In this example, we change one of the values in column B raising the factor level to two. Not only does it not trigger the message, but it also produces a coefficient for the dependent variable for column B. This shows the cause of the problem is column B having only one value while being a factor column.

### How to fix the R error

Here are two options for fixing this problem.

> df = data.frame(A=c(1, 4, 3, 4, 5),
+ B=as.factor(3),
+ C=c(4, 2, 8, 3, 2),
+ D=c(1, 8, 2, 8, 9))
> lm(D ~ A + C, data=df)

Call:
lm(formula = D ~ A + C, data = df)

Coefficients:
(Intercept) A C
2.1040 1.7790 -0.6717

This example simply excludes column B as a variable in the model because it is unnecessary. This simple step fixes the problem.

> df = data.frame(A=c(1, 4, 3, 4, 5),
+ B=c(3, 3, 3, 3, 3),
+ C=c(4, 2, 8, 3, 2),
+ D=c(1, 8, 2, 8, 9))
> lm(D ~ A + B + C, data=df)

Call:
lm(formula = D ~ A + B + C, data = df)

Coefficients:
(Intercept) A B C
2.1040 1.7790 NA -0.6717

This example fixes the problem by changing column B into an ordinary numeric vector.

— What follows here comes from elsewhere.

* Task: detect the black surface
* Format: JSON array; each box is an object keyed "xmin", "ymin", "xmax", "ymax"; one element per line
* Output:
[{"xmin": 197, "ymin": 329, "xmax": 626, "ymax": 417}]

The result is that column B is given a NA value as a coefficient.

This is an easy problem to understand. You are most likely to get this error message if you are dealing with data that you do not have control over. However, it is an easy problem to fix because the column that is causing the problem can be easily removed from the model.